A13.妊娠糖尿病/妊娠前の管理 /
妊婦さんをサポートするスタッフはどのような職業になりますか?

a.妊娠前

“妊娠前の管理”は、糖尿病の女性にとって重要です。
人生のさまざまな段階で、身体的、心理的に独特の変化が起こります。これらの変化により、計画的な妊娠と長期的な健康維持に不可欠な良好な血糖コントロールの維持が困難になることがあります。
適切な指導と教育を行うために、医師、看護師、助産師、栄養士、薬剤師、その他の医療スタッフを含む集学的なチームケアが妊娠前、妊娠中、妊娠後に必要です。 チームケアのアプローチは妊娠前から始まり、医療スタッフが患者さんと良好な関係を築き、糖尿病や将来の妊娠について教育する。

小児期発症の糖尿病の女の子には、家族のサポートが重要です。小児科医、看護師、養護教諭が連携して、子どもたちにわかりやすい糖尿病教育を行います。小児科診療から内科診療への移行には、両科の医師による連携が行われます。

思春期はさまざまな身体の変化が起こる時期で、特に1型糖尿病では血糖コントロールに影響が出ることがあります。月経周期に合わせてインスリンの投与量を微調整する必要がある時もあります。
看護師は、血糖値自己測定値と月経周期の関係を確認します。
適切な体重を維持するために、管理栄養士による栄養指導を受ける必要があります。
成長期の摂取カロリーの考え方は、糖尿病の基本的な食事療法を学ぶ機会になります。また、妊娠に伴う合併症のリスクを軽減するためには、肥満を予防することが重要です。

世界保健機関は、女性やカップルを対象に、医学的、行動的、社会的な健康介入を促進するためのプレコンセプションケア(PCC)を推奨しています。 眼科医による定期的な網膜症チェックと尿中アルブミン定量法による腎症の評価を行い、早期の微小血管障害の有無と適切な治療を判断する必要があります。眼底検査は年1回行われますが、受診間隔が長いため、患者さんが眼科検診を忘れてしまう場合があります。そのため、特に眼科のない病院や診療所では、看護師が眼科受診の有無を確認します。 妊娠中は、母子の健康のために良好な血糖コントロールが不可欠です。お母さんと子どもの予後を良くするためには、””計画的な妊娠””が必要です。

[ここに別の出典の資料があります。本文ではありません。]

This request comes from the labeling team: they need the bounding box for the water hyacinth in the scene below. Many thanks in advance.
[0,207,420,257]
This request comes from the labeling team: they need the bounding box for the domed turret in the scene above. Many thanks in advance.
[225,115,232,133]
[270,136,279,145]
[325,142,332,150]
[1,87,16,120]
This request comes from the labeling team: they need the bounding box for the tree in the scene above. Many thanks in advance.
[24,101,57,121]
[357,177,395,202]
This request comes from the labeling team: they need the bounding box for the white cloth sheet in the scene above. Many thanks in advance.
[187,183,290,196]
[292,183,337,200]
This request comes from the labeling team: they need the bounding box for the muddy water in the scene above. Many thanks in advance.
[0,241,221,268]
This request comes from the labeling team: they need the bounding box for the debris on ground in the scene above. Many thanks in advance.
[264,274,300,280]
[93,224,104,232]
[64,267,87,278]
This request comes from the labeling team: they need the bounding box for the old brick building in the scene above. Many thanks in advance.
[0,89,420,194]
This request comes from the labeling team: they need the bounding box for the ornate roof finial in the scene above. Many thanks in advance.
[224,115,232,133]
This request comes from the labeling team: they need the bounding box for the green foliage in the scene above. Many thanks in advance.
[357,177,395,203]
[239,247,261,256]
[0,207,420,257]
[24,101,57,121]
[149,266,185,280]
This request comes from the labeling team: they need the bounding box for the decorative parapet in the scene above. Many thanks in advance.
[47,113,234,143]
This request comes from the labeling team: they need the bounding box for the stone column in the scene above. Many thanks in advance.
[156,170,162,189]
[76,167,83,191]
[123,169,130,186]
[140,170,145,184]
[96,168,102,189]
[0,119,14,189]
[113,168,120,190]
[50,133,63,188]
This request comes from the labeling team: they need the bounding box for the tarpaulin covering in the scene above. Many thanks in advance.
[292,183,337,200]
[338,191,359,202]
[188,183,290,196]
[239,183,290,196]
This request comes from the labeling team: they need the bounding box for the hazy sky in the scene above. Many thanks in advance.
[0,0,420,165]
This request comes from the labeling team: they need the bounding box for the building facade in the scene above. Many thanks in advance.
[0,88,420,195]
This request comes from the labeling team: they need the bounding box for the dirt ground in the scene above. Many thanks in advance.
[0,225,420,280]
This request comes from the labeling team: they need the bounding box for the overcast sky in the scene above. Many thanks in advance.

2型糖尿病患者さんは、妊娠中に血糖降下薬を内服することは禁忌であるため、出産を希望する場合はインスリン療法に切り替える必要があります。SMBG(血糖自己測定)の方法と結果の解釈、必要な場合のカーボカウント、低血糖やシックデイ時の対応など、インスリン手技の指導・支援を受ける必要があります。

看護師や薬剤師は、患者さんの技術や知識だけでなく、自己管理における心理的・社会的障害の有無も評価し、積極的に患者さんのケアに関与します。 出産を希望する場合には産婦人科医を紹介し、計画的な妊娠に備え、婦人科疾患や月経障害の有無を確認する必要があります。また、計画的な妊娠を導く上で、避妊指導も必要です。

以上のことから、糖尿病女性が良好な血糖コントロールを維持し、計画的な妊娠を行うためには、妊娠前の管理が重要です。妊娠前、妊娠中、妊娠後に医師、看護師、助産師、栄養士、薬剤師などの医療スタッフを含む集学的なチームケアを行い、適切な指導と教育を受けることが必要です。また、眼科医による定期検診や腎症の評価を行い、早期の微小血管障害の有無や適切な治療を行うことが重要です。